This guide provides step-by-step instructions for refactoring large validation files into smaller, focused validators. It uses the bundler_validation.go split as a reference implementation.
- Target size: 100-200 lines per validator
- Hard limit: 300 lines (refactor if exceeded)
- Single responsibility: Each file should validate one domain
Refactor a validation file when:
- File exceeds 300 lines
- File contains 2+ unrelated validation domains
- Complex cross-dependencies require separate testing
- Error messages span multiple concern areas
- Adding new validation would push file over 300 lines
┌─────────────────────────────────────┐
│ Validation File > 300 lines? │
└──────────────┬──────────────────────┘
│
▼
┌──────────────┐
│ Does it mix │
│ 2+ distinct │ YES
│ domains? ├──────────► Should split
└──────┬───────┘
│ NO
▼
┌──────────────┐
│ Is it hard │
│ to maintain │ YES
│ or test? ├──────────► Should split
└──────┬───────┘
│ NO
▼
Keep as-is
- Identify function groups: List all functions and group by domain
- Count lines per group: Calculate approximate lines for each domain
- Map dependencies: Identify which functions call each other
- Review tests: Understand test coverage and organization
Example from bundler_validation.go:
# List functions with line numbers
awk '/^func / {print NR": "$0}' bundler_validation.go
# Output:
# 65: func validateNoLocalRequires(bundledContent string) error {
# 99: func validateNoModuleReferences(bundledContent string) error {
# 145: func ValidateEmbeddedResourceRequires(sources map[string]string) error {
# 221: func validateNoExecSync(scriptName string, content string, mode RuntimeMode) error {
# 263: func validateNoGitHubScriptGlobals(scriptName string, content string, mode RuntimeMode) error {
# 320: func validateNoRuntimeMixing(mainScript string, sources map[string]string, targetMode RuntimeMode) error {
# 331: func validateRuntimeModeRecursive(content string, currentPath string, sources map[string]string, targetMode RuntimeMode, checked map[string]bool) error {
# 399: func detectRuntimeMode(content string) RuntimeMode {
# 439: func normalizePath(path string) string {Organize functions into logical domains based on:
- What they validate (safety, content, runtime)
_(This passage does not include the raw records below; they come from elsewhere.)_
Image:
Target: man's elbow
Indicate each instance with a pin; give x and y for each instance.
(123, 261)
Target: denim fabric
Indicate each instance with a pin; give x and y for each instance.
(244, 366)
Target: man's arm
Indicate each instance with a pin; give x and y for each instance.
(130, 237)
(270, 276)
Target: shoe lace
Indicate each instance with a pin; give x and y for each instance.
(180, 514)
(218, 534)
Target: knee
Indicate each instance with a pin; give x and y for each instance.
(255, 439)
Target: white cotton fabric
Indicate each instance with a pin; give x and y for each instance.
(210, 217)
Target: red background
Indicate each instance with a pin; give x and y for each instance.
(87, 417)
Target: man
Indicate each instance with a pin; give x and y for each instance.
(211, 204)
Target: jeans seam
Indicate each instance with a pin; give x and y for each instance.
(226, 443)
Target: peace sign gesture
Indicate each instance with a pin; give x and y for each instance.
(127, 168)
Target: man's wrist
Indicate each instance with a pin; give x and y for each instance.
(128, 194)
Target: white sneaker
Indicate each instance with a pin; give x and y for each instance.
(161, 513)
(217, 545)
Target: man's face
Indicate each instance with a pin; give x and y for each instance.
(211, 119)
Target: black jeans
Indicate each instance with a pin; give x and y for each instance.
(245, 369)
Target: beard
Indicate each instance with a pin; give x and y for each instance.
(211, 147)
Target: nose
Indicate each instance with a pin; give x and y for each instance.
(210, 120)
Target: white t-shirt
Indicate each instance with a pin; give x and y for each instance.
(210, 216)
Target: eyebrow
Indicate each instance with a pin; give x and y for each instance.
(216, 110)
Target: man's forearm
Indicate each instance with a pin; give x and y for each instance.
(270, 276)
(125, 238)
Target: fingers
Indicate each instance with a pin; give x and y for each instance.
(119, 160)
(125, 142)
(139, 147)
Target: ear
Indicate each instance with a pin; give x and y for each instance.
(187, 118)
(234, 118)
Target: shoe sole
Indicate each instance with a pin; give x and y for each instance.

- When they run (compile-time, registration, bundling)
- Their error semantics (hard errors vs warnings)
Example grouping:
| Domain | Functions | Line Range | Purpose |
|---|---|---|---|
| Safety | validateNoLocalRequiresvalidateNoModuleReferencesValidateEmbeddedResourceRequiresnormalizePath |
65-216 | Bundle safety checks |
| Script Content | validateNoExecSyncvalidateNoGitHubScriptGlobals |
221-315 | Script API usage |
| Runtime Mode | validateNoRuntimeMixingvalidateRuntimeModeRecursivedetectRuntimeMode |
320-436 | Runtime compatibility |
For each domain, create a new file following naming convention:
Naming convention: {domain}_{subdomain}_validation.go
File structure:
// Package workflow provides {domain} validation for agentic workflows.
//
// # {Domain} Validation
//
// This file validates {what it validates} to ensure {goal}.
//
// # Validation Functions
//
// - Function1() - Description
// - Function2() - Description
//
// # When to Add Validation Here
//
// Add validation to this file when:
// - Criteria 1
// - Criteria 2
//
// For related validation, see {related_files}.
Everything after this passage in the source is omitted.